The event is organised in cooperation with transmediale, Berlin.

Participants:

Moderation:
Dr. Andreas Broeckmann, transmediale (DE) http://www.transmediale.de


Common Property – Allgemeingut
The starting-point of the thematic considerations on the 6th Werkleitz Biennale was a debate on copyrights. It soon turned out that the conflict between the cultural producers' seemingly natural right to access socially relevant images and information and the rights of the authors is symptomatic. The demand for new ownership relations extended to information and knowledge predominantly serves the interests of industries reliant on cheap (intellectual) resources, like in the field of biotechnology. The real conflict affects the ongoing negotiations between private (exploitation) interests and societal autonomy that are taking place globally and on various levels. In the debate on copyrights and intellectual property, which «ought to especially interest people working in the creative field» – who are themselves always also ‹authors› – the cultural scene is being used against its own interests. Culture is not conceivable without the free exchange of and the uninhibited play with signs, images and stories. Instead of this (spurious) controversy over more or less copyrights and authorship rights, we would like to discuss here the societal opportunities and political perspectives of expanding common property. The central question is: What belongs to everyone, and how can that which belongs to everyone be socially appropriated?
The discussion will be held in German.

Participants:

  • Dr. Ulrich Brand (DE), political scientist
  • Hans-Christian Dany (DE), freelance author, artist and publicist

Moderation:
Curators of the 6th Werkleitz Biennale


Royalties and Commons

At a meeting of 4.000 people the decision was made that patent fees are an imposition and an unfair tax on free work, and that for this reason the meeting obliges to immediately abolish them by burning all patents. Should anyone be apprehended for not possessing a patent, the united people will defend and protect him.
The discussion will be held in German.

Participants:

  • Mercedes Bunz (DE), editor of de:Bug, Zeitschrift für elektronische Lebensaspekte
  • Erik Stein (DE), member of the publishing collective b_books

Moderation:
Ariane Müller, artist and co-curator of the 6th Werkleitz Biennale


COPYRIGHT, the right to quote and fair use.
a Picture critique

One of the main copyright problems is revealed in the creative (further) use of copyrighted material: ready-made, found footage, compilation, satire, critique; they must invoke the legal exceptions of the right to quote and of free use. What works without problems in academia, though, is a constant problem in the field of media.
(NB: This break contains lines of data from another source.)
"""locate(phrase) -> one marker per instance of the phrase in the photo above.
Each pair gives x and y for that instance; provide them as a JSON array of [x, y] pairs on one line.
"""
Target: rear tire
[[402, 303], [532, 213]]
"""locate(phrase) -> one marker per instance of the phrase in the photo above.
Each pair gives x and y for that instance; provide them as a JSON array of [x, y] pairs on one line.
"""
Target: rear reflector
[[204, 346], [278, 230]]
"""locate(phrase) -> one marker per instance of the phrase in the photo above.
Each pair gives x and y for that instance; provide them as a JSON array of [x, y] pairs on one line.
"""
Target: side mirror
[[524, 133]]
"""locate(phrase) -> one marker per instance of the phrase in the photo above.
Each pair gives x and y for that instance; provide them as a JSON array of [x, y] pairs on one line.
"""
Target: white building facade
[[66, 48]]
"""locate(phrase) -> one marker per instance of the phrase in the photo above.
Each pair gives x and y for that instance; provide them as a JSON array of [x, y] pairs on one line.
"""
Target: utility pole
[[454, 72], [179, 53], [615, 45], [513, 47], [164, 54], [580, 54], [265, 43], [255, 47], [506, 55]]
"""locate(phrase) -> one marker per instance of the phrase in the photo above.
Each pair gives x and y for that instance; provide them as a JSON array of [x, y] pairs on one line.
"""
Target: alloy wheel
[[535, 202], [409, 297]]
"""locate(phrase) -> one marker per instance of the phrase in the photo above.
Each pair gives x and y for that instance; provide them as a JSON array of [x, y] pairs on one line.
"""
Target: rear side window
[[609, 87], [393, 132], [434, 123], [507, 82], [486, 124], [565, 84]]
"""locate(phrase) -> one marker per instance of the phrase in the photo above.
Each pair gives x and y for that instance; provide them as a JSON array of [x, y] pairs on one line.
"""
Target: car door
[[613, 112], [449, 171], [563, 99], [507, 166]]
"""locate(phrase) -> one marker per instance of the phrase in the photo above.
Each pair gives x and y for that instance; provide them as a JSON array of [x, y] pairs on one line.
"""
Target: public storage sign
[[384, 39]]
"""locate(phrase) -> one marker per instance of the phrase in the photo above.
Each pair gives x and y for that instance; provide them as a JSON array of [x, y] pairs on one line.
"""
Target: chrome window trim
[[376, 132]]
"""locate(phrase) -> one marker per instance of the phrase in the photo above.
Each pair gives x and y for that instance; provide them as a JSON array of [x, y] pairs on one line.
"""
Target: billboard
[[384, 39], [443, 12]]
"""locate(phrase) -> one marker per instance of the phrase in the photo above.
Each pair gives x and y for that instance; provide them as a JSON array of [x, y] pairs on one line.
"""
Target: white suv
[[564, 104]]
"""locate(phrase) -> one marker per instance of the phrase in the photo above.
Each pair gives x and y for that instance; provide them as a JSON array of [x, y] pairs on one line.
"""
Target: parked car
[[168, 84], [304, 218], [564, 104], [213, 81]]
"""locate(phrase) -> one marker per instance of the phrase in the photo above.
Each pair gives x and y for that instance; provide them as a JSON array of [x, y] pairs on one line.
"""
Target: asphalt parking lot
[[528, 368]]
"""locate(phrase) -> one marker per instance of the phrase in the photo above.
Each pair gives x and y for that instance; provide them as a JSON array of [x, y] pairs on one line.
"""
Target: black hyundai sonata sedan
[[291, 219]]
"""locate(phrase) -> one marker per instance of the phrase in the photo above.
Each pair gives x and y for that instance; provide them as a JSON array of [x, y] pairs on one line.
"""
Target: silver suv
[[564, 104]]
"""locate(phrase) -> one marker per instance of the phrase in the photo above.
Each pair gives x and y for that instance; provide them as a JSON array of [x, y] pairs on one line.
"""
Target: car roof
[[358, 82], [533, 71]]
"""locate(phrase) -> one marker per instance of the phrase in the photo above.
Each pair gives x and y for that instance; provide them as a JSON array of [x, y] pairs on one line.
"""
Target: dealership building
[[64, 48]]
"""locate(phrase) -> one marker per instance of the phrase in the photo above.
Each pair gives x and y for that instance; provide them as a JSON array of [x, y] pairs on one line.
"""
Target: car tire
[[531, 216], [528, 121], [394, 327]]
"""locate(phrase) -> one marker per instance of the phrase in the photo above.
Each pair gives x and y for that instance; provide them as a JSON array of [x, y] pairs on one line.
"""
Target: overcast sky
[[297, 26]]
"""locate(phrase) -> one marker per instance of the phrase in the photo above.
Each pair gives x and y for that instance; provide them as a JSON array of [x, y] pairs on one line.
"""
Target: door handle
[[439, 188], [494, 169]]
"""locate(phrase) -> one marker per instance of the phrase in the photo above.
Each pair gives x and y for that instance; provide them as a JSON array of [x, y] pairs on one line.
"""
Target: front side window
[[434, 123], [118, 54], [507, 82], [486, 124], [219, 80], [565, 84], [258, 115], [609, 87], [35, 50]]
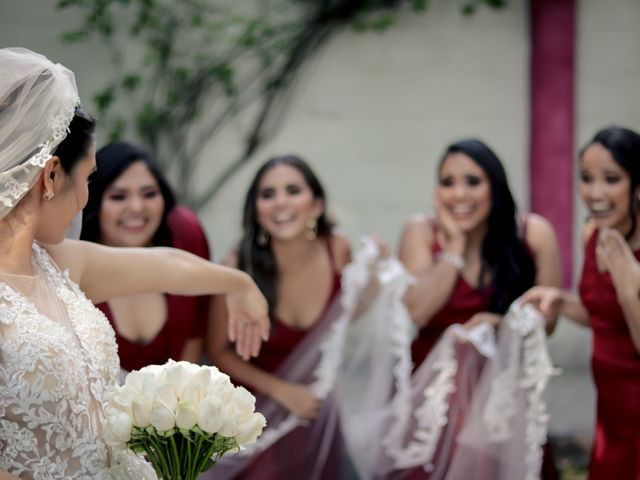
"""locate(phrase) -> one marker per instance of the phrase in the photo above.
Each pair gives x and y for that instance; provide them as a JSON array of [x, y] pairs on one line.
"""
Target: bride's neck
[[16, 238]]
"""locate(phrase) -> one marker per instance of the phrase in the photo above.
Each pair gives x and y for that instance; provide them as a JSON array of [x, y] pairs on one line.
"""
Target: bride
[[58, 357]]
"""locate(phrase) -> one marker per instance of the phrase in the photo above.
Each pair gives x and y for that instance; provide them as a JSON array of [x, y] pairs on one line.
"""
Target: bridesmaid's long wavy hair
[[111, 162], [624, 146], [504, 252], [256, 259]]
Works that invoke these rights are not exhibited, broadcast, or even created in the first place; sometimes they wind up in court. Is an entire cultural field threatening to disappear in face of the exploitation industry's aggressive approach? Do the copyright restrictions really leave room for the freedom of art? These questions will be discussed, also within the context of the recently published draft of a copyright legislation.
The discussion will be held in German.

Participants:

Moderation:
Marcel Schwierin (DE), filmemaker http://www.schwierin.de


geteilte Kultur / Shared Culture
Not only the economic but also the cultural union of East and West Germany after 1989 is a lot more complex than it seemed shortly after reunification. In detail, the notion of an all-German identity proved to be less a real societal experience than a political programme. Cultural practice takes place in certain social contexts: While a specific West German cultural context spread across the East over the past 15 years, the East German one was often indiscriminately suspected of being ideological and run down as provincial and irrelevant. The reformatting of the East German cultural landscape in the 1990s brought both the cultural producers and the cultural institutions the experience of discontinuities and the loss of social contexts and collective knowledge. From the perspective of the West, on the other hand, the development always appeared as one continuously situated within the cultural system of reference.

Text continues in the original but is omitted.